The operation is performed under general anaesthetic and takes up to six hours. It’s offered when all three major coronary arteries show signs of disease or when severe angina isn’t helped by medicine alone.
It involves taking sections of a vein from elsewhere – usually the chest, leg or arm – and attaching them to a coronary artery above and below narrowed areas or blockages, diverting blood around them.
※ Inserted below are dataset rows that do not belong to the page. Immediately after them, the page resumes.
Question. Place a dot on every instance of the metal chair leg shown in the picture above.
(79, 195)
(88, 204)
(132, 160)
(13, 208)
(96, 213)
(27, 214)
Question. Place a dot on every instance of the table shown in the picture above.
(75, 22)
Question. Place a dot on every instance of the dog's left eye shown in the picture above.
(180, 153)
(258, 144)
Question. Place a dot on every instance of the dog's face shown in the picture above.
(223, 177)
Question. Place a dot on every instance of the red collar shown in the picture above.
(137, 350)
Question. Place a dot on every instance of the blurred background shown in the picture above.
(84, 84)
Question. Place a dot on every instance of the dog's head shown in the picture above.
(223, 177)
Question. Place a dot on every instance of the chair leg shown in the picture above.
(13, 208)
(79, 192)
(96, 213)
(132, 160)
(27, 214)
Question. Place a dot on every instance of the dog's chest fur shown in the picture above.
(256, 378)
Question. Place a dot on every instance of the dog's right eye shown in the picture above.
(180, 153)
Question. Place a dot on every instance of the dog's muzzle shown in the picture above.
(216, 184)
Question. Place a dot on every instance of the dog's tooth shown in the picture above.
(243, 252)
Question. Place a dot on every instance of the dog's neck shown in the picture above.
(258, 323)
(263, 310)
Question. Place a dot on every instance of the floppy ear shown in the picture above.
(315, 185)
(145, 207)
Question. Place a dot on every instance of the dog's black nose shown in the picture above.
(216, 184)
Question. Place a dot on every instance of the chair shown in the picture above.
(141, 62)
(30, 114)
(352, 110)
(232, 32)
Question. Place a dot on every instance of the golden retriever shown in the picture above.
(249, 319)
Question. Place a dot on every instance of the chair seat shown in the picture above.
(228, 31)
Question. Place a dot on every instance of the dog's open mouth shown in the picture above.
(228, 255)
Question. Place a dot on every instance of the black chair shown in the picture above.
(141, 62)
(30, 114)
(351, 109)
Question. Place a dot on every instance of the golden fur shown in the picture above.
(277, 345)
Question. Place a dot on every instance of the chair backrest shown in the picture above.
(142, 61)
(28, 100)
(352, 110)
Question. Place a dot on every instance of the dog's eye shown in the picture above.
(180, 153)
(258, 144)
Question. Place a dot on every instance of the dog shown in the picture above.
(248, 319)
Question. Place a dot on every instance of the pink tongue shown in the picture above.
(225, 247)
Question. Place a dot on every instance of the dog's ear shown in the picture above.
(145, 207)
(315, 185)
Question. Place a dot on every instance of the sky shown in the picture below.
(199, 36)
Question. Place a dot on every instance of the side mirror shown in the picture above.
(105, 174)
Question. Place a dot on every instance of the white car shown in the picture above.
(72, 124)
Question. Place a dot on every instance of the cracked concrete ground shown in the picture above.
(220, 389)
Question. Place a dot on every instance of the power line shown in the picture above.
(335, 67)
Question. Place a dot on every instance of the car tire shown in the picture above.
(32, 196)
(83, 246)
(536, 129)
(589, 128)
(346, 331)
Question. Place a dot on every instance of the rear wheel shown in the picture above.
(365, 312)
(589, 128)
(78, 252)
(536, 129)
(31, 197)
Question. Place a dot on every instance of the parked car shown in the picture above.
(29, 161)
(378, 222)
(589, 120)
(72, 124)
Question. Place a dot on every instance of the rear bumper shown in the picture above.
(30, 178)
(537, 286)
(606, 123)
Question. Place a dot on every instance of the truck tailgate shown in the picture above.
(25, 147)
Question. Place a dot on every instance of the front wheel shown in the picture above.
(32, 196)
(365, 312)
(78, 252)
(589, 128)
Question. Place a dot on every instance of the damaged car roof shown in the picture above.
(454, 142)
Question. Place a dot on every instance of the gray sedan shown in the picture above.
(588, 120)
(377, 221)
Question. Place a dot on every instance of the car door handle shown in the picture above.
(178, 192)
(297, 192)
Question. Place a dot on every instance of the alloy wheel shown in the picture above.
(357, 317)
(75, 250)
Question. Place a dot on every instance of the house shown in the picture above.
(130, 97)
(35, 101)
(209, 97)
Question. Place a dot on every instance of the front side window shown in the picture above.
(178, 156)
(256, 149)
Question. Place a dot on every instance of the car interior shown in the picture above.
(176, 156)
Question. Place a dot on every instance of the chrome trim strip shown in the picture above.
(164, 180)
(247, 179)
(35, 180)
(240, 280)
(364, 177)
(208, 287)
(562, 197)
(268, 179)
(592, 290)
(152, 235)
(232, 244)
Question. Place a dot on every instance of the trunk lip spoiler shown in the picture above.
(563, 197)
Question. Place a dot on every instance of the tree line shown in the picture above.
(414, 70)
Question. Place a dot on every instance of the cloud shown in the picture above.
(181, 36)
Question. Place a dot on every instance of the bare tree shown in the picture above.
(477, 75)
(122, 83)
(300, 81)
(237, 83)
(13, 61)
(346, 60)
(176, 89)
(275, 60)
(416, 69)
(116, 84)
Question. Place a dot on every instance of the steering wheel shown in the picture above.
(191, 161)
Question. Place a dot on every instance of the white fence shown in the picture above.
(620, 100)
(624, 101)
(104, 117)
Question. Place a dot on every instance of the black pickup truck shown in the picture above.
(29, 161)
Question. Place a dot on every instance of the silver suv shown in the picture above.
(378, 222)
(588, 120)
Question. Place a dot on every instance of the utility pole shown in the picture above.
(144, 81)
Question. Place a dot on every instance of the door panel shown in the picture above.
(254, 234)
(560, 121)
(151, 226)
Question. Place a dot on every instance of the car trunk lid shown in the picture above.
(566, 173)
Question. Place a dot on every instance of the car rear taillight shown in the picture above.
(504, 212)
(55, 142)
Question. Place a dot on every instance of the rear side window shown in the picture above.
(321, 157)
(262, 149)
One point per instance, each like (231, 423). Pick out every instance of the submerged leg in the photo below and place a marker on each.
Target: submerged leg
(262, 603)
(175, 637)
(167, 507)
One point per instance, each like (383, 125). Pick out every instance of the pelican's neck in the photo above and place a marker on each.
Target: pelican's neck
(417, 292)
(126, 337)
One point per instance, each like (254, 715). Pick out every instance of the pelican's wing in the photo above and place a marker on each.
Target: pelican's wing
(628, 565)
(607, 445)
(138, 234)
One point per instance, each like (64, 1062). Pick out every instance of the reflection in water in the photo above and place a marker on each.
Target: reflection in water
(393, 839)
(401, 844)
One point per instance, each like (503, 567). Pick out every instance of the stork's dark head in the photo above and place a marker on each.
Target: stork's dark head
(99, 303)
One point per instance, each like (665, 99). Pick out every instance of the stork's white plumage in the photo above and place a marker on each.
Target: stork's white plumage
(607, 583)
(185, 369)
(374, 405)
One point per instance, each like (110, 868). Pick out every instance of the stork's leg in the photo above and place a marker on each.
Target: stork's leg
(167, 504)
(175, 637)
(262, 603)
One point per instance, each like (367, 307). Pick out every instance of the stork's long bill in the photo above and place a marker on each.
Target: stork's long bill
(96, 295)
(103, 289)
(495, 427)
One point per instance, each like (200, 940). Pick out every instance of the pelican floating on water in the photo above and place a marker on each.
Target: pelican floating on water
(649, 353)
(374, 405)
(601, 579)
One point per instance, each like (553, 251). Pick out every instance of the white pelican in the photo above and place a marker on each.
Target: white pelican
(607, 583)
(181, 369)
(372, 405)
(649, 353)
For some patients there’s a choice between angioplasty and a CABG, says David Jenkins, a consultant cardiothoracic surgeon at Papworth Hospital in Cambridge and chair of the clinical audit group of the Society for Cardiothoracic Surgery. CABG is associated with better long-term symptom relief and a return to a normal life expectancy.
But the risks are slightly higher than for PCI, including bleeding, heart attack and stroke. Recovery time is 12 weeks compared with one or two for PCI. But with PCI, there’s a greater risk of symptoms recurring, and no rise in life expectancy.
‘We recommend that patients with coronary artery disease who do not fall clearly into one of the two types of intervention have their case discussed at a multidisciplinary meeting that includes cardiologists who do PCI and surgeons who do CABG, and that any recommendations are dis- cussed in detail with the patient,’ says Mr Jenkins.
TREATING A FAULTY HEARTBEAT
HEART disease is a major cause of heart rhythm problems (arrhythmias), such as atrial fibrillation, an irregular heartbeat. The heartbeat is determined by a small current that passes through the heart. A faulty heartbeat can trigger symptoms such as breathlessness, dizziness and fainting. It is treated with ablation, whereby a small wire – a catheter – is passed into a large vein in the leg and up into the chambers of the heart, where it is heated to create a scar to block the abnormal electrical circuits.